Cuando me lo contó le dije: “Esa mujer que te abrazó lo hizo en nombre del Señor. En realidad, el que te estaba abrazando era Él, como queriéndote expresar: ‘No desmayes Alejandro”.
Agravios y burlas
forman parte del precio
que debe pagar Alejandro
por querer bendecir a la gente.
Predica mensajes muy breves: apenas cinco minutos. Es que en esta alocada ciudad la gente corre frenéticamente. Sólo algunos detienen sus pasos por algún momento para saber qué está diciendo. Y en esos breves instantes Alejandro sabe muy bien que tendrá que dejar caer las palabras justas para llegar al corazón.
Mientras él predica, dos jóvenes -una abogada y la otra estudiante universitaria- reparten folletos evangelísticos y evacúan consultas de algunos curiosos.
A su alrededor la ciudad ruge. La gente corre tras empleos que nunca se consiguen. Los ladrones se confunden con la gente honesta en la misma vereda. Algún funcionario corrupto pasa maquinando su próxima coima. Los mendigos se detienen a escuchar sin prejuicios. El canillita de la esquina “relojea” al predicador mientras vocea los diarios del día. Un muchacho pasa con los ojos vidriosos por la droga. Es una ciudad que corre, pero que no sabe adonde. Camina, pero sin rumbo.
Pero existe gente que conoce el camino. Alguien les ha enseñado y son “baqueanos” de la vida. Podrían guiar para que no haya tantos perdidos. Están capacitados para orientar en la oscuridad. Porque ellos mismos son como una luz.
Son los que conocen la ruta que puede llevar a la meta.
Son los que tienen la llave que puede abrir el cofre del tesoro.
Son los que pueden explicar a la gente dónde está la diferencia entre perdición y salvación eternas. Se llaman cristianos.
Ellos conocen la verdad. Ellos saben cuál es el camino. Ellos tienen la vida. Pero no están en las esquinas.

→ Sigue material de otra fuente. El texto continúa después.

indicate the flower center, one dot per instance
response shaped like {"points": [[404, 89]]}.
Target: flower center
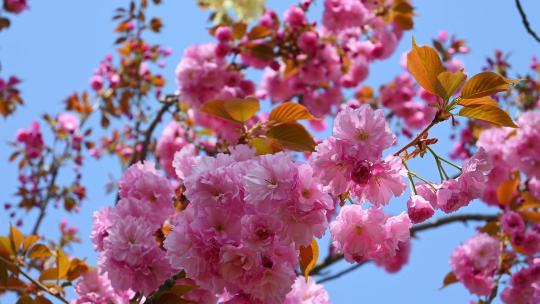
{"points": [[362, 172], [363, 135]]}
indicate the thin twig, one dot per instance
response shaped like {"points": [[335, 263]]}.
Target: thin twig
{"points": [[43, 204], [168, 284], [415, 141], [463, 218], [500, 272], [33, 281], [169, 101], [341, 273], [525, 21]]}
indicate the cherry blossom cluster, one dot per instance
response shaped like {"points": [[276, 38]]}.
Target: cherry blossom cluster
{"points": [[39, 163], [9, 95], [300, 59], [246, 218], [124, 235], [478, 262]]}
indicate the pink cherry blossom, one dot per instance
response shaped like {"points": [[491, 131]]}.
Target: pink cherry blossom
{"points": [[419, 209], [362, 234], [307, 293], [132, 257], [172, 139], [68, 122], [378, 182], [365, 127], [95, 288], [474, 263], [32, 139], [341, 14]]}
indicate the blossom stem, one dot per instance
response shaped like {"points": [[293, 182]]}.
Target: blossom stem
{"points": [[439, 165], [417, 138], [424, 180], [409, 175]]}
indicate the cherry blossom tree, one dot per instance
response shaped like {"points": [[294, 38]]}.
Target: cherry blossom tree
{"points": [[229, 203]]}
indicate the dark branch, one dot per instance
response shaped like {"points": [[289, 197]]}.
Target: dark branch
{"points": [[339, 274], [465, 218], [168, 102], [525, 21]]}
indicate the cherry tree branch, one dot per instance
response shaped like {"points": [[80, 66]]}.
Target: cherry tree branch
{"points": [[462, 218], [33, 281], [415, 141], [525, 21], [168, 284], [168, 102]]}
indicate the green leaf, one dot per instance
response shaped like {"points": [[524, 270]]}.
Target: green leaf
{"points": [[450, 82], [485, 84], [449, 279], [308, 257], [490, 114], [486, 100], [292, 135], [425, 65], [241, 110], [235, 109], [290, 111], [16, 237], [62, 262], [39, 251]]}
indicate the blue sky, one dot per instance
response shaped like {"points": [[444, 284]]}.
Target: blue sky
{"points": [[55, 47]]}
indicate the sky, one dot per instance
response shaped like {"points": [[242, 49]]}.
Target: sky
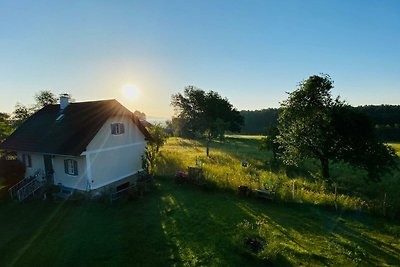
{"points": [[251, 52]]}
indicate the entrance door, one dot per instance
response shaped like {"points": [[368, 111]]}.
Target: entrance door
{"points": [[48, 169]]}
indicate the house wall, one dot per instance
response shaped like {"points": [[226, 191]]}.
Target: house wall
{"points": [[113, 157], [104, 138], [37, 162], [72, 181]]}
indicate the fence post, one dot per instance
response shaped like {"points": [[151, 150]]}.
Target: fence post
{"points": [[336, 196], [384, 204], [293, 189]]}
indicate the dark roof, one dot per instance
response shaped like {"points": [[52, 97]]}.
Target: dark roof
{"points": [[70, 135]]}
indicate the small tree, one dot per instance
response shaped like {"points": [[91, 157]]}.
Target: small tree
{"points": [[205, 113], [45, 98], [6, 128], [314, 125], [158, 139]]}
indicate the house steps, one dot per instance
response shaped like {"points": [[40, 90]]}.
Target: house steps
{"points": [[26, 187]]}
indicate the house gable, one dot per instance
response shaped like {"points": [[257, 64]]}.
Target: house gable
{"points": [[105, 139]]}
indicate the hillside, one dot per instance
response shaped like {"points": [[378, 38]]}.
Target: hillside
{"points": [[385, 117]]}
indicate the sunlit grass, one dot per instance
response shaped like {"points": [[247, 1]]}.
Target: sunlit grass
{"points": [[224, 169], [181, 225]]}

No circulan por las calles con sus lámparas.
No hablan con nadie.
¿Dónde están entonces?
Están encerrados en sus templos.
Vaya mi homenaje a todos los “Alejandros” que, o en las esquinas de alguna ciudad, o entregando un “tratadito” cristiano en un tren, o hablando a alguna vecina en el barrio, o en la forma que sea, se animan a pagar el precio de cumplir con la Gran Comisión:
Bienaventurados los que predican el Evangelio de Jesucristo, porque ellos experimentarán un gozo inexplicable.
Esto me lo dijo el propio Alejandro cuando le pregunté: “¿Y qué sentís cuando volvés a tu casa luego de compartir tantas horas sobre Jesús en alguna esquina?”. Y me respondió:
“Siento una felicidad, una cosa interior, una sensación en el corazón que no puedo explicar con palabras”.